When he was 16, Lloyd left Glantaf to go to Clifton College – a private school in Bristol – before he joined the academy at Bristol Bears.
He still had a thing for Hook, but now other role-models had caught his eye, including one from New Zealand rugby league and another from Fiji who would go on to become a teammate at the Bears.
The Kiwi rugby league star he would devote plenty of TV-watching time to was Shaun Johnson, who used to strut his stuff for the New Zealand Warriors.
Johnson was a maverick, a player who would make his opponents look silly as he stepped, surged and floated past them.
One former rival memorably said: “It’s like playing on skates. You can’t change direction quickly enough.”
Lloyd was besotted with Johnson’s footwork, the way no-one could read where he was going.

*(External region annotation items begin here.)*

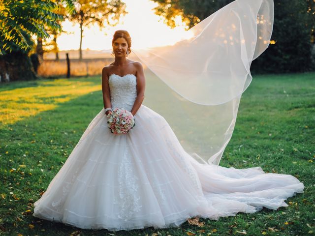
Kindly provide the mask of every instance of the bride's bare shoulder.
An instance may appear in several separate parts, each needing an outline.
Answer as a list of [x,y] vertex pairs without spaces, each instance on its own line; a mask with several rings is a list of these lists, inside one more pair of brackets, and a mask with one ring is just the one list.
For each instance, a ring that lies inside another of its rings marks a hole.
[[107,75],[110,70],[113,67],[112,63],[110,63],[109,65],[105,65],[103,67],[102,69],[102,74],[103,75]]
[[142,66],[142,64],[141,64],[141,62],[139,61],[134,61],[133,60],[131,60],[131,62],[134,68],[135,68],[137,70],[141,70],[141,69],[143,69],[143,66]]

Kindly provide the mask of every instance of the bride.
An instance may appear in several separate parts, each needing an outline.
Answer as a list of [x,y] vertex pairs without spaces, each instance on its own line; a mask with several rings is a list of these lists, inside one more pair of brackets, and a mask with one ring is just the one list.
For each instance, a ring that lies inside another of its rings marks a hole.
[[[141,63],[126,58],[131,46],[126,31],[115,32],[115,61],[102,73],[104,107],[34,204],[34,216],[83,229],[162,228],[194,216],[277,209],[303,192],[291,175],[206,165],[189,154],[165,119],[142,104],[145,76]],[[107,126],[116,107],[134,117],[127,134]]]

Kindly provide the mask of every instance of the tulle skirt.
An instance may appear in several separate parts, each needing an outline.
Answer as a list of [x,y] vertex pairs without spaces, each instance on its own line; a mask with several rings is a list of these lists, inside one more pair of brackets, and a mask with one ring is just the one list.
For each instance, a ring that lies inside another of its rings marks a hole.
[[286,206],[304,186],[288,175],[200,164],[161,116],[141,105],[127,134],[111,133],[104,109],[89,124],[33,215],[82,229],[178,227],[263,206]]

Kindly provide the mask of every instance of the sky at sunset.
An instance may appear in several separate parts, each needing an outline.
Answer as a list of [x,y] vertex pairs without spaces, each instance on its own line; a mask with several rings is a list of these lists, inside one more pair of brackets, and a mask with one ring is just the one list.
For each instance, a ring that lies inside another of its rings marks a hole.
[[[82,49],[103,50],[112,48],[113,35],[117,30],[126,30],[129,32],[133,48],[172,44],[181,39],[188,37],[184,26],[171,30],[162,21],[158,21],[159,16],[154,14],[152,9],[157,3],[149,0],[124,0],[126,11],[128,12],[121,19],[121,23],[114,27],[100,30],[95,25],[86,28],[83,32]],[[181,24],[181,21],[179,21]],[[80,29],[78,25],[66,21],[63,23],[63,30],[68,33],[63,33],[58,40],[60,50],[78,49],[80,45]],[[106,34],[107,34],[106,35]],[[169,37],[165,37],[169,35]],[[172,38],[173,41],[170,40]]]

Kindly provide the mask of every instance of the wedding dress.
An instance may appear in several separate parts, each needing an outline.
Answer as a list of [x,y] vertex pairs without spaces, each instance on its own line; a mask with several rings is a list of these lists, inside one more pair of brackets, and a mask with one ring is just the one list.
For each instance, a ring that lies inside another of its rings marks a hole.
[[[131,111],[136,79],[110,75],[112,108]],[[128,133],[114,135],[103,108],[34,204],[33,215],[113,231],[177,227],[196,216],[218,220],[277,209],[303,192],[303,183],[291,175],[199,163],[165,119],[143,104],[134,119]]]

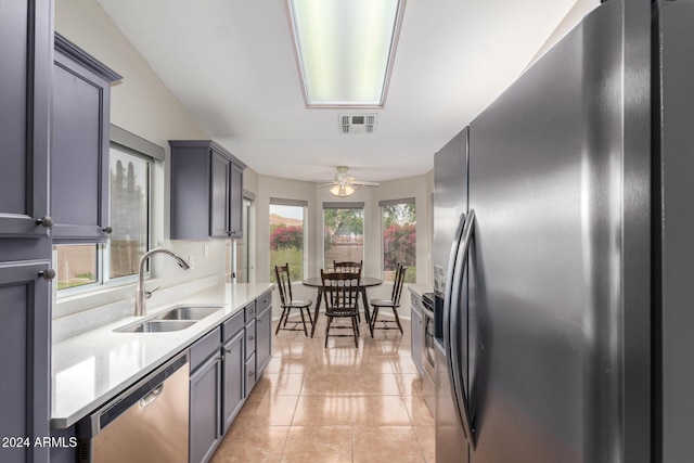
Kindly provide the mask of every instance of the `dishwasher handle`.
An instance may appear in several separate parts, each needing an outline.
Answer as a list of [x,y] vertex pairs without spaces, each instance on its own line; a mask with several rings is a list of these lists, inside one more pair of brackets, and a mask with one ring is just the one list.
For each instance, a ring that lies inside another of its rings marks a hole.
[[136,383],[134,386],[120,394],[106,406],[78,422],[77,435],[82,439],[91,439],[133,404],[139,403],[141,408],[144,408],[154,402],[164,391],[163,383],[187,364],[188,351],[183,351]]

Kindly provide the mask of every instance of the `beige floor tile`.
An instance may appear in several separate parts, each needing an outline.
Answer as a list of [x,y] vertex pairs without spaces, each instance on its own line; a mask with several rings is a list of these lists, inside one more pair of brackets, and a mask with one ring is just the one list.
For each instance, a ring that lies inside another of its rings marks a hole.
[[416,438],[420,440],[422,453],[426,463],[436,463],[436,428],[434,427],[414,427]]
[[416,365],[412,361],[411,357],[397,357],[391,358],[393,371],[395,373],[419,373]]
[[279,462],[286,443],[288,426],[231,426],[210,463]]
[[350,463],[351,426],[292,426],[282,463]]
[[423,396],[403,396],[404,407],[414,426],[434,426],[434,416]]
[[393,373],[364,373],[355,371],[351,375],[352,396],[398,396],[400,387]]
[[324,348],[324,316],[314,338],[281,331],[211,461],[433,463],[434,421],[411,360],[410,322],[402,323],[403,335],[371,338],[362,321],[358,349],[348,338]]
[[356,426],[410,426],[410,415],[400,396],[351,398],[351,423]]
[[359,364],[355,368],[358,373],[394,373],[393,363],[389,357],[375,356],[373,353],[364,352]]
[[412,426],[355,426],[354,463],[422,463],[424,455]]
[[272,357],[265,368],[266,373],[306,373],[301,357]]
[[274,348],[272,357],[304,357],[313,350],[313,347],[306,340],[283,340],[273,339]]
[[309,371],[301,389],[304,396],[348,396],[349,374]]
[[264,373],[253,388],[255,395],[298,396],[304,384],[303,373]]
[[299,396],[252,394],[239,412],[235,422],[244,426],[288,426],[292,424],[298,398]]
[[403,396],[423,396],[423,383],[419,373],[401,373],[395,375]]
[[301,396],[292,426],[351,424],[351,399],[347,396]]

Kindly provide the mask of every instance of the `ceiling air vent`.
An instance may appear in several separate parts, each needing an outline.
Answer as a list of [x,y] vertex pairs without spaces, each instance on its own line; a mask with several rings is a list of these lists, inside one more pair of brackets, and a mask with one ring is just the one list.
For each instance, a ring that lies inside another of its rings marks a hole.
[[375,114],[340,114],[338,117],[339,132],[348,133],[373,133],[376,125]]

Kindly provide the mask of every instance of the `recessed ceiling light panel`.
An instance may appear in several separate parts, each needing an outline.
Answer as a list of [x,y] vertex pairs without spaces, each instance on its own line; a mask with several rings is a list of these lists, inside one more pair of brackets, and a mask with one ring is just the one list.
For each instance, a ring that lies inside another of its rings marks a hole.
[[287,0],[307,106],[383,106],[404,0]]

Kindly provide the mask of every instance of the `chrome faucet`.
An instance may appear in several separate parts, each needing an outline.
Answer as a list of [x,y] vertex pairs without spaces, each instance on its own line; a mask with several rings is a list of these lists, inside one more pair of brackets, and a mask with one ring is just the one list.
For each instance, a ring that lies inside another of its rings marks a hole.
[[147,314],[147,310],[145,307],[145,300],[147,298],[147,293],[144,291],[144,263],[147,261],[150,256],[154,254],[166,254],[176,259],[176,263],[183,270],[188,270],[191,268],[190,263],[188,263],[182,257],[177,256],[172,250],[165,249],[163,247],[152,249],[149,253],[145,253],[144,256],[140,259],[140,269],[138,272],[138,290],[134,295],[134,316],[142,317]]

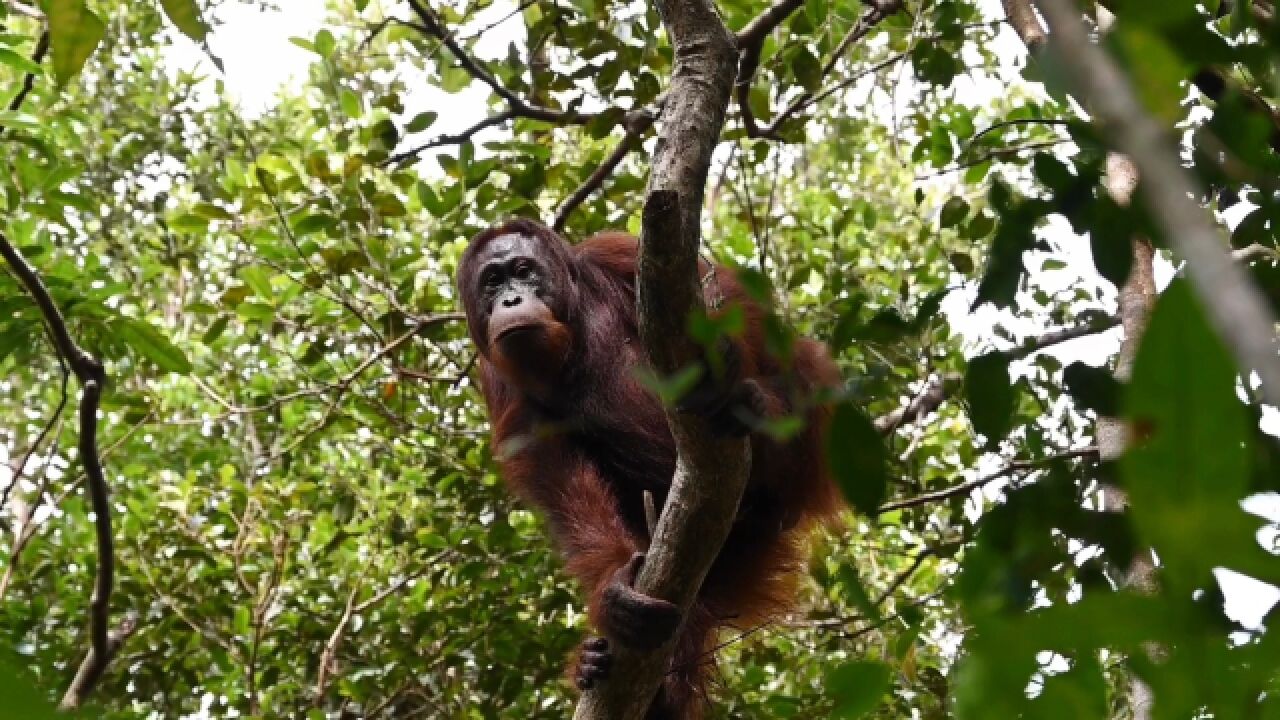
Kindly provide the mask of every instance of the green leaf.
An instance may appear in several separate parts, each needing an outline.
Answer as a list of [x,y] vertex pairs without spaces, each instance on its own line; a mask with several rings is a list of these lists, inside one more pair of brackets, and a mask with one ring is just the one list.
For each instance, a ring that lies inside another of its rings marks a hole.
[[338,104],[342,106],[342,113],[351,119],[357,119],[364,114],[364,105],[360,101],[360,96],[346,87],[338,94]]
[[209,26],[200,17],[200,5],[196,4],[196,0],[160,0],[160,6],[164,8],[169,22],[187,37],[202,42],[209,35]]
[[268,302],[275,300],[275,291],[271,290],[271,273],[266,268],[248,265],[247,268],[241,268],[239,277],[262,300]]
[[852,402],[836,406],[827,434],[827,460],[845,500],[876,516],[888,484],[888,454],[879,430]]
[[872,660],[845,662],[827,674],[827,694],[832,700],[832,717],[854,720],[879,707],[890,691],[892,671],[888,665]]
[[822,63],[808,47],[800,47],[791,55],[791,72],[796,81],[809,92],[817,92],[822,86]]
[[329,32],[328,28],[320,28],[320,31],[316,32],[315,47],[317,55],[328,59],[329,56],[333,55],[333,51],[337,49],[337,46],[338,42],[337,40],[334,40],[333,33]]
[[33,76],[40,74],[40,65],[31,61],[31,58],[26,55],[19,55],[8,47],[0,47],[0,63],[9,65],[10,68],[18,70],[19,73],[31,73]]
[[969,361],[964,380],[973,428],[995,442],[1009,434],[1014,420],[1014,387],[1009,355],[988,352]]
[[1115,0],[1110,8],[1134,24],[1176,26],[1196,17],[1196,0]]
[[1120,383],[1106,368],[1071,363],[1062,370],[1062,383],[1080,407],[1103,418],[1120,414]]
[[311,213],[308,215],[303,215],[298,219],[298,222],[293,223],[293,233],[303,236],[328,231],[334,227],[338,227],[338,218],[325,213]]
[[151,360],[166,373],[186,375],[191,372],[191,361],[160,331],[146,320],[118,318],[114,323],[119,338],[138,355]]
[[90,12],[84,0],[47,0],[45,8],[54,77],[61,87],[84,67],[106,35],[106,26]]
[[969,204],[964,197],[954,196],[947,199],[946,204],[942,205],[942,214],[938,218],[938,223],[945,227],[959,225],[969,215]]
[[404,132],[422,132],[424,129],[431,127],[439,117],[439,113],[419,113],[413,115],[413,119],[411,119],[408,124],[404,126]]
[[1124,395],[1133,448],[1121,471],[1139,533],[1184,592],[1222,565],[1249,571],[1267,564],[1280,577],[1239,507],[1252,433],[1235,387],[1235,364],[1217,333],[1185,281],[1172,282],[1156,304]]

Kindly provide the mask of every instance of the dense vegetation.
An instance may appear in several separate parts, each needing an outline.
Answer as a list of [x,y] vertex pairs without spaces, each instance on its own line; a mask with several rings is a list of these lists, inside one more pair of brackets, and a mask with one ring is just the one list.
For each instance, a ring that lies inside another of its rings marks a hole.
[[[0,696],[38,716],[99,628],[88,716],[564,717],[580,593],[495,474],[453,269],[509,215],[639,229],[660,18],[330,0],[306,77],[244,113],[169,54],[233,1],[0,8]],[[1222,589],[1280,584],[1280,516],[1242,506],[1280,492],[1280,23],[1088,4],[1135,119],[1028,8],[782,1],[746,46],[705,251],[837,357],[852,509],[804,612],[724,638],[716,717],[1280,717],[1280,638]],[[255,53],[229,29],[206,68]],[[1103,172],[1138,120],[1249,282]],[[20,264],[105,368],[109,557],[101,379]],[[1261,324],[1222,309],[1248,291]]]

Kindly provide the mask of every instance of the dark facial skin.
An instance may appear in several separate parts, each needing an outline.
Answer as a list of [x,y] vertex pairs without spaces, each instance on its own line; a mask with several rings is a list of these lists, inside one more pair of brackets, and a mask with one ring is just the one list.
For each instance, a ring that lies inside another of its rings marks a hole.
[[476,279],[488,306],[490,345],[554,320],[553,278],[539,250],[536,240],[521,234],[499,236],[485,246]]
[[563,270],[545,255],[536,238],[503,234],[489,241],[476,261],[485,352],[526,391],[540,389],[568,352],[568,328],[557,314],[563,313]]

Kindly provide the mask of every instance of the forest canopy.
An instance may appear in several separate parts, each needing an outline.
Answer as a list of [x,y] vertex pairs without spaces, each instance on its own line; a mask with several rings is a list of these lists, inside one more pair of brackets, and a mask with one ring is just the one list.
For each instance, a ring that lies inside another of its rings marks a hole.
[[300,3],[0,4],[0,716],[571,716],[456,272],[660,245],[714,20],[685,231],[847,507],[708,716],[1280,717],[1271,0]]

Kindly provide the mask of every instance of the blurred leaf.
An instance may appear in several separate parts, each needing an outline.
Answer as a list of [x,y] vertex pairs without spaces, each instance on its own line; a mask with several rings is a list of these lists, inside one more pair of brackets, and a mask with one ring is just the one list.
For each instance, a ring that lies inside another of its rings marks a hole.
[[54,77],[58,85],[67,85],[84,67],[97,44],[106,33],[106,26],[84,0],[45,0],[49,18],[49,49],[54,58]]
[[1014,416],[1009,355],[988,352],[970,360],[964,387],[973,428],[986,436],[988,442],[1009,434]]
[[[1167,577],[1187,591],[1215,566],[1249,571],[1265,556],[1243,523],[1249,432],[1236,372],[1185,282],[1161,295],[1124,396],[1134,447],[1121,465],[1134,520]],[[1274,579],[1280,571],[1267,573]]]
[[200,17],[200,5],[196,4],[196,0],[160,0],[160,6],[164,8],[164,14],[169,17],[169,22],[180,29],[183,35],[196,42],[205,40],[209,27],[205,24],[204,18]]
[[888,454],[879,430],[861,407],[836,406],[827,439],[827,460],[845,500],[874,518],[888,484]]
[[852,720],[879,707],[892,679],[888,665],[869,660],[845,662],[827,674],[832,717]]
[[191,361],[187,360],[182,350],[178,350],[164,333],[151,327],[146,320],[118,318],[114,325],[122,341],[138,355],[155,363],[161,370],[182,375],[191,372]]

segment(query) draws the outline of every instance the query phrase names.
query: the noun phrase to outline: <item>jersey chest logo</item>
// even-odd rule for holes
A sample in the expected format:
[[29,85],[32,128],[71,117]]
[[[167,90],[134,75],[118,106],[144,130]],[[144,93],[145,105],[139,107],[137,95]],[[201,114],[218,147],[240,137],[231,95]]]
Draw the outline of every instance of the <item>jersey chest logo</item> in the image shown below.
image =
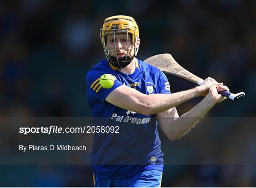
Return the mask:
[[149,94],[153,94],[155,93],[155,85],[151,82],[146,83],[146,91]]

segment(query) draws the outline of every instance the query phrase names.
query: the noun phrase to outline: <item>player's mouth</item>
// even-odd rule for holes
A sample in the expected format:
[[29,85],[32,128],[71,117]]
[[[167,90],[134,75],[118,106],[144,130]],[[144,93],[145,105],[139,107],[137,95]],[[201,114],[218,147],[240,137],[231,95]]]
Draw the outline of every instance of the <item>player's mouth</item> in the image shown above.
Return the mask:
[[123,53],[117,53],[117,55],[118,59],[121,59],[126,56],[126,54]]

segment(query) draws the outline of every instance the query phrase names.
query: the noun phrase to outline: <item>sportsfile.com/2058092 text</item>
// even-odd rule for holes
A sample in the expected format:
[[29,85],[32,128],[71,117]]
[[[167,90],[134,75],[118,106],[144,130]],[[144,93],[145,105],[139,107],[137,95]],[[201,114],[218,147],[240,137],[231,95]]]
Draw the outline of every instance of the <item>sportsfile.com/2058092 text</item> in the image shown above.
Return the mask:
[[64,128],[58,126],[40,127],[20,127],[19,133],[23,135],[43,133],[119,133],[119,126],[88,126],[81,127],[66,127]]

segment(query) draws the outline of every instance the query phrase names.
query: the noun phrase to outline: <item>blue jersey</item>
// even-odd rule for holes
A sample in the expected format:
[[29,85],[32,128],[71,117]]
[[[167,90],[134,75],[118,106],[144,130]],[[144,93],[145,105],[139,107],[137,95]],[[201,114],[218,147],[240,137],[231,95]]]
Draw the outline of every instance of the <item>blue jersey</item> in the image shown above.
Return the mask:
[[[163,154],[153,115],[144,115],[115,106],[105,100],[122,85],[146,94],[170,94],[170,85],[159,69],[136,59],[136,68],[127,75],[106,60],[94,66],[86,76],[88,102],[91,110],[93,125],[114,127],[119,133],[95,133],[91,160],[97,177],[122,179],[145,170],[163,171]],[[110,74],[117,78],[110,89],[100,84],[100,78]]]

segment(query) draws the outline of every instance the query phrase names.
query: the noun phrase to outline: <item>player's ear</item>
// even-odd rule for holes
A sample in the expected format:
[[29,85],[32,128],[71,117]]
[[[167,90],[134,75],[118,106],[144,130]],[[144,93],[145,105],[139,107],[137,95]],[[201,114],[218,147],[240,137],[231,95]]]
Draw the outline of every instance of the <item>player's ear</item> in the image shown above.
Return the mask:
[[136,47],[138,47],[139,44],[140,44],[140,39],[139,38],[136,37]]
[[136,43],[135,44],[135,56],[137,55],[137,53],[138,53],[139,44],[140,43],[140,39],[139,38],[136,37]]

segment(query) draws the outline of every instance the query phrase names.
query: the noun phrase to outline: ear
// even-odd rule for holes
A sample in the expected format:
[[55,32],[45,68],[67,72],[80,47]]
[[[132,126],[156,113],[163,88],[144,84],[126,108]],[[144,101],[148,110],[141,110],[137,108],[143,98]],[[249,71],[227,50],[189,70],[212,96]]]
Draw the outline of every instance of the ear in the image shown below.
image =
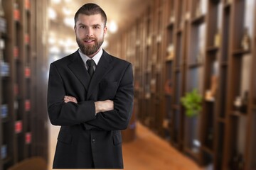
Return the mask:
[[104,28],[104,29],[103,29],[103,35],[106,35],[106,33],[107,33],[107,26],[105,26],[105,27]]
[[76,26],[75,26],[75,25],[74,26],[74,30],[75,30],[75,33],[76,33]]

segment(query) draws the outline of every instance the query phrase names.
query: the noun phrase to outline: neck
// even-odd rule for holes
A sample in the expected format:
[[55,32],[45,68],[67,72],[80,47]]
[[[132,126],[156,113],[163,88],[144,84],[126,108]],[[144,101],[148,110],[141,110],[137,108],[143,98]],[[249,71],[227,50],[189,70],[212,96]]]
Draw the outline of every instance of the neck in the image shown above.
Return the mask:
[[92,55],[87,55],[88,56],[88,57],[90,57],[90,58],[92,58],[97,53],[98,53],[99,52],[99,51],[100,50],[100,47],[97,50],[97,52],[95,52],[95,53],[93,53]]

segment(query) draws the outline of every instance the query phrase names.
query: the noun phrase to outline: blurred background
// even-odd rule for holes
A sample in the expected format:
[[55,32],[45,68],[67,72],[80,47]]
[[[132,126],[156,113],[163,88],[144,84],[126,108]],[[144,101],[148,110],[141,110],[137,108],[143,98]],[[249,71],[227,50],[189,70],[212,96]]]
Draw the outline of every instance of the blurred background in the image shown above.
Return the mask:
[[0,0],[0,169],[52,169],[49,64],[78,50],[88,2],[133,64],[124,169],[256,169],[255,0]]

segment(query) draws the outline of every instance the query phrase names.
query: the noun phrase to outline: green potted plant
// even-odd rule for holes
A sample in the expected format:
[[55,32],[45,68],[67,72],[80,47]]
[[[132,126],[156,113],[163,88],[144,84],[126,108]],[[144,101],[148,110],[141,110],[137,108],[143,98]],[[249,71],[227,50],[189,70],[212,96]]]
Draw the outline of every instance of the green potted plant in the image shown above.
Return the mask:
[[196,89],[186,94],[181,99],[182,105],[186,108],[186,115],[188,117],[195,117],[202,110],[202,96]]

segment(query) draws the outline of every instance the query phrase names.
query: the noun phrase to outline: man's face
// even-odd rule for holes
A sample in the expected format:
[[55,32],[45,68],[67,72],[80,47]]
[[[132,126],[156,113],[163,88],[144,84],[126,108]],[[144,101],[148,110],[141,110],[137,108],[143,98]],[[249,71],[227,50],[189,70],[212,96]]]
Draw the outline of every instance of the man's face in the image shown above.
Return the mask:
[[79,14],[74,29],[82,52],[92,57],[99,51],[107,32],[100,14]]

“The try he scored against England in the semi-final of the Rugby League World Cup – I love that try. He takes the ball, with not much on, but goes outside one tackle and then just kicks out and steps another guy and suddenly he’s under the sticks.
“I’d never really seen anyone do that before, score like that. It just looked incredible.
“I like the players who mesmerise you. With Semi Radradra at Bristol, it was his ability to find a narrow gap and go through that gap. It’s incredible.”
The question is, having tried to play with the same swagger and self-belief in his own footwork through schools, then club and now regional rugby, could Lloyd bring the same attitude to playing at No.10 for Wales?
With so many changes in the likely Six Nations team, will it pay to be bold or will Gatland take some convincing, just as he took some convincing with Scotland’s Finn Russell for the British and Irish Lions.
“There is a balance to be found,” says Lloyd, who was used in various positions, including wing and full-back at Bristol, but was clear when he joined the Scarlets he wanted to be their No.10.
“When you are very young, you get away with things a bit more but at the higher levels you have to understand the repercussions when you make mistakes or unforced errors.
“I was lucky at Bristol. I had people there who wanted me to take risks and they accepted sometimes things wouldn’t pay off. That went for the whole team and there is the same attitude here at the Scarlets.
“Of course, I would love to play my game for Wales. To get into that squad is the ultimate dream. But I also have short term goals and to be honest, I have to concentrate on those and take it week-by-week with the Scarlets.
“If anything more comes, then it will come from my success and performances with this team.”
It will soon be 17 years since Hook first glided across a pitch for Wales and eight years since his international farewell.
These days, Hook is part of the coaching team at the Ospreys, although, strangely, Lloyd says he has never actually met his old hero.
The posters on Lloyd’s childhood bedroom wall may have long gone, but the dreams they sparked live on.